Does God Really Help Those Who Help Themselves?
About a year ago, I received a reply to one of my newsletters from my other website, Healing Harvest Homestead. Well, it was a diatribe, actually.
I could feel the hurt and pain and (legitimate) anger emanating off the page of this hurting woman's letter to me. I guess I had deeply offended her by discussing my faith in God.
Anyhow, she asked me why I had to talk about God. Why couldn't I just stick with homesteading topics? I didn't write about this for several weeks because it hurt me so bad---that she had to experience what she did, and that she was blaming God. I've been thinking about this for awhile.
She explained that she had been terribly hurt as a young child (and reading her story, I wept long and hard tears for her and for every child who is abused in any way).
I have, myself, seen the evil perpetrated on small children when I was a school teacher for decades of my life. I won't go into the horrors some of them endured, but really, some of their cases were heart-breaking. In fact, I had and still have once in awhile, nightmares and flashbacks about some of their experiences.
And I can completely see how a person would want to turn away from a God who we think is supposed to protect us. Who we think is supposed to be there for us. Who we think is supposed to help us, especially if we can help ourselves. Right?
But this is where human misunderstanding about God and our human experience comes into play.
And what about that old saying, "God helps those who help themselves” anyway?
Doesn't this saying imply that as adults who get to make our own decisions, if we only DO the right things, God will be there every step of the way, to help us?
Well, this is not Biblical truth. In either case.
In fact, that saying actually originated with Aesop and a reference to the Greek Gods, and was further spoken of by Ben Franklin a couple of centuries ago. But what the Bible says is quite different.
He IS absolutely there for us, but not in the way(s) we think or often want. His ways are His own, and we are simply to do what we are asked, live a life that is as positive and joyful as we can, even through times (even extreme times) of difficulty, pain, and hardship. For small children, this responsibility falls on the parents who are supposed to protect that child.
We all have bad things that have happened in our lives TO us, and many of us (raising hand) have had bad things happen because of our (my) own stupid choices at certain times in my life. Choices I personally made because I was playing the "blame game."
The fact is, bad things and events are part of our human existence because we have free will (and so does everyone else). But as we are able to make our own decisions, we get to decide how we are going to react, who we are going to listen to, and what we are going to believe.
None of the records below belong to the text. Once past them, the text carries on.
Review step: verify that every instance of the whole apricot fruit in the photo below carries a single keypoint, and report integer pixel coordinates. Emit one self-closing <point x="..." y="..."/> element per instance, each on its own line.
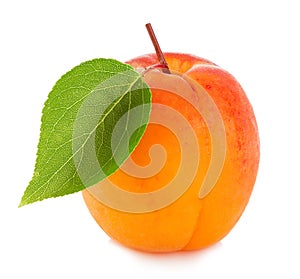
<point x="221" y="140"/>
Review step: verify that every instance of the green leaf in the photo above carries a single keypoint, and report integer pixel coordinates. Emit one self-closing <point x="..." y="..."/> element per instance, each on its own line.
<point x="93" y="119"/>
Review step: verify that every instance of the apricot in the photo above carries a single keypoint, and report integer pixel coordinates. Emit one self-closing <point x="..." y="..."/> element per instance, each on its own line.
<point x="198" y="209"/>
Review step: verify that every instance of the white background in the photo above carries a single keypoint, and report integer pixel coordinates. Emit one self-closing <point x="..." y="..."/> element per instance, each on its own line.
<point x="257" y="41"/>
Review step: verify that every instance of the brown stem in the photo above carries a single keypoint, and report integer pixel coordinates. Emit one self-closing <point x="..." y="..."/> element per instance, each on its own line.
<point x="159" y="53"/>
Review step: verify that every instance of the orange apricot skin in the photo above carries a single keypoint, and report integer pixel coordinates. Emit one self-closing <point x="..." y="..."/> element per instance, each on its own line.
<point x="191" y="223"/>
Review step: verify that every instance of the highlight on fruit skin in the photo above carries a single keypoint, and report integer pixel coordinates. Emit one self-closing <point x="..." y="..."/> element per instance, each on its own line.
<point x="189" y="222"/>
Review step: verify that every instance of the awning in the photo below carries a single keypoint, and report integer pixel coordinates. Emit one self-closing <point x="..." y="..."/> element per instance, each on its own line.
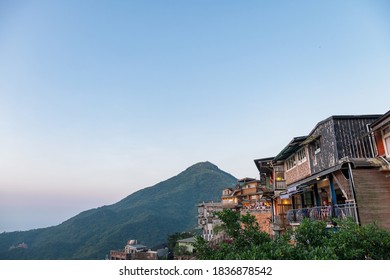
<point x="298" y="186"/>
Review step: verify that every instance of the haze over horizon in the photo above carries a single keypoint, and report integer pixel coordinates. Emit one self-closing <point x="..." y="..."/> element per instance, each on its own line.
<point x="100" y="99"/>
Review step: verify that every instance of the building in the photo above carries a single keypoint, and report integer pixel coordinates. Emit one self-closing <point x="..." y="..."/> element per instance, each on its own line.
<point x="208" y="221"/>
<point x="334" y="171"/>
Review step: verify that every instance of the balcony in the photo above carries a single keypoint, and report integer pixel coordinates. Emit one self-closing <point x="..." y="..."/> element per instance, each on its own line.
<point x="322" y="213"/>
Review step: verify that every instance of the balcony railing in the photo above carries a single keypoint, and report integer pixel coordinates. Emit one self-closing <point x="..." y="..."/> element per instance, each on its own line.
<point x="322" y="213"/>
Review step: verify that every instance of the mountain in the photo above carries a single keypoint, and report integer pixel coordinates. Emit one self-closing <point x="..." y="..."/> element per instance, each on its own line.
<point x="148" y="215"/>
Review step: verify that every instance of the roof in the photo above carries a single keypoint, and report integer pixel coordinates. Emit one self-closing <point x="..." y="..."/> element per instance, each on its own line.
<point x="291" y="148"/>
<point x="344" y="117"/>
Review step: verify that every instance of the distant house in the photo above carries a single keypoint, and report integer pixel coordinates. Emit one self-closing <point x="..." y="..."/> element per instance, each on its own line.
<point x="188" y="244"/>
<point x="334" y="171"/>
<point x="381" y="134"/>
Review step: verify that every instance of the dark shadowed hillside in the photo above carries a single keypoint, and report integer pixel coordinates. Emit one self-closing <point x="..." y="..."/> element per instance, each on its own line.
<point x="148" y="215"/>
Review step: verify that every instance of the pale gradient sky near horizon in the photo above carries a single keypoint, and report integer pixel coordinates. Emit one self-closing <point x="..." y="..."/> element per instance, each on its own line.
<point x="99" y="99"/>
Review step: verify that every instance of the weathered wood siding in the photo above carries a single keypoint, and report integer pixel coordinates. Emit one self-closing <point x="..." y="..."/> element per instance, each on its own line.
<point x="352" y="137"/>
<point x="340" y="137"/>
<point x="372" y="189"/>
<point x="327" y="156"/>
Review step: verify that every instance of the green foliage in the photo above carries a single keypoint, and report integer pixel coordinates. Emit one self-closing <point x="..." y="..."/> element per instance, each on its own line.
<point x="312" y="240"/>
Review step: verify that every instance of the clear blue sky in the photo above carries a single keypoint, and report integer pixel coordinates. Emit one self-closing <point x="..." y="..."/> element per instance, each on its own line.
<point x="101" y="98"/>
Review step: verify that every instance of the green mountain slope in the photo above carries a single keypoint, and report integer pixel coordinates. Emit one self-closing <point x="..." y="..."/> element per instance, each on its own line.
<point x="148" y="215"/>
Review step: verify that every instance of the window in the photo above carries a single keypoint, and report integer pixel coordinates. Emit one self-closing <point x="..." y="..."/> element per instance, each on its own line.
<point x="291" y="162"/>
<point x="301" y="155"/>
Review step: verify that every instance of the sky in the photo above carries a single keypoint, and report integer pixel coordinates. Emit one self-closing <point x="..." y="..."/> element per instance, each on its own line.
<point x="99" y="99"/>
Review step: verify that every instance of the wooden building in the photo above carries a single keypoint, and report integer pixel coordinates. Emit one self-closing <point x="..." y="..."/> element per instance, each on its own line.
<point x="334" y="171"/>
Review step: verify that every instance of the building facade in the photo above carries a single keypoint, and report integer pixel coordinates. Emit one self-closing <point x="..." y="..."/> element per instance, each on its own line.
<point x="336" y="171"/>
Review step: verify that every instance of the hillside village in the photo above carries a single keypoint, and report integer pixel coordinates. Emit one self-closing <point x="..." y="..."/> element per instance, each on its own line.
<point x="340" y="169"/>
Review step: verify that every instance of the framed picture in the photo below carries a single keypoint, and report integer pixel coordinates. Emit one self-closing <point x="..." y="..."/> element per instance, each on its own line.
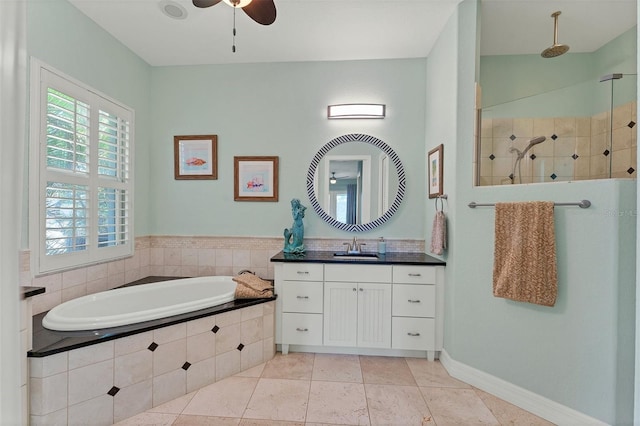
<point x="195" y="157"/>
<point x="434" y="165"/>
<point x="255" y="178"/>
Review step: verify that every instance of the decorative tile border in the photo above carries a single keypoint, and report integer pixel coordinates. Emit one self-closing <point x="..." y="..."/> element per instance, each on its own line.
<point x="114" y="380"/>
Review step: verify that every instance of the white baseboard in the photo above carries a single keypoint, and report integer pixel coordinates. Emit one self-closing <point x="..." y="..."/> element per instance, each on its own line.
<point x="527" y="400"/>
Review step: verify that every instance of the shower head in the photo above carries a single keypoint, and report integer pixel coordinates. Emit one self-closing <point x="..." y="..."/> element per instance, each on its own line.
<point x="537" y="140"/>
<point x="557" y="49"/>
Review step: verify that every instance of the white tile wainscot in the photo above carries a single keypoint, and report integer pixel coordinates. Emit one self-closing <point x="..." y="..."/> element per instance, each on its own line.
<point x="110" y="381"/>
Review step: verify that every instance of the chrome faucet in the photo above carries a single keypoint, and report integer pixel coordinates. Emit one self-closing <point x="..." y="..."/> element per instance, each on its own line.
<point x="354" y="247"/>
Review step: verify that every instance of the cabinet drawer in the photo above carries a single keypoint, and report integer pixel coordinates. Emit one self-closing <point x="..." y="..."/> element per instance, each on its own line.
<point x="358" y="273"/>
<point x="302" y="296"/>
<point x="303" y="271"/>
<point x="302" y="329"/>
<point x="413" y="333"/>
<point x="408" y="274"/>
<point x="414" y="300"/>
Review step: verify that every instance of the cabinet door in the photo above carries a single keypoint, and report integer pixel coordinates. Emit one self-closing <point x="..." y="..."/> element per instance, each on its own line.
<point x="340" y="313"/>
<point x="374" y="315"/>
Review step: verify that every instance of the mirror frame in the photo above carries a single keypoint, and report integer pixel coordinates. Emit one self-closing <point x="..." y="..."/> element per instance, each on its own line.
<point x="355" y="137"/>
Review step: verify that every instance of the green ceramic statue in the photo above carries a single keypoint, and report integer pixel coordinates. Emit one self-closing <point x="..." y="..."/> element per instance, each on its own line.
<point x="293" y="237"/>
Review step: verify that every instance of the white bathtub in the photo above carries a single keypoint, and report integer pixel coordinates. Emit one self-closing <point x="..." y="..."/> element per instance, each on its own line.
<point x="129" y="305"/>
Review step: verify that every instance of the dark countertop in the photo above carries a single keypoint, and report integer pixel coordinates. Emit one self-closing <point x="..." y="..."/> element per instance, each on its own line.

Here is a video link that explains what I'm trying to say WAY better than my fumbling ways can, and I hope you'll take a quick look. It's one I'm saving to watch a few more times, and you can get this week's verse there, too. It's from Titus. Lies About God: God Helps Those Who Help Themselves. This is a REALLY good, short video, no matter what you believe. It helps explain why bad things happen.
You see, God helps those of us who can't help themselves. He helps the helpless. This is why Jesus died on the cross for you and me! God gave His only son so that we, helpless in our sin, could be saved by grace.
We just have to ask for the help!
And we need to realize the help we get may not be the help we want or think we need. That's important. But how we look at our lives has everything to do with how well we can live, even if (though) we've experienced bad things.
At any rate, you are His special child, even with your experiences, whatever they are, behind you. I've done some really horrible and sinful things in my time, AND I've had others do some really horrific things to me too. Those horrible things we do or say to others, or are done or said to us are on a variety of scales of awfulness.... but guess what?
It's in the past.
It's a comfort and a joy to remember this and to know that if we turn our thinking around, the right way, we can emerge from these bad times a victor, AN OVERCOMER.
If you are angry about things in the past (and I KNOW how hard some of us have had it....I've been in places myself I hope never, ever to return to and that I've had to work REALLY hard to not be angry about anymore), I hope you will actively find peace and joy and gratitude for what is NOW, even if it's just the sun shining on your face---- Go there.
Go to that place of gratitude, hope, joy, and the word instead of the past of anger, hate, horror, and trying times.
Here are some verses for this week!
“For the grace of God has appeared bringing salvation to all men, instructing us to deny ungodliness and worldly desires and to live sensibly, righteously and godly in the present age, looking for the blessed hope and the appearing of the glory of our great God and Savior, Christ Jesus.” Titus 2:11-13
and here are a couple verses about where our trust should lie:
“Thus says the Lord, Cursed is the man who trusts in mankind And makes flesh his strength, And whose heart turns away from the Lord…” Jeremiah 17:5
and another talking about where our trust should be:
“An arrogant man stirs up strife, But he who trusts in the Lord will prosper. He who trusts in his own heart is a fool, But he who walks wisely will be delivered.” Proverbs 28:25, 26
Basically, we can’t trust our own thinking. We MUST put our trust in God, the most high, even when things in our life are rough.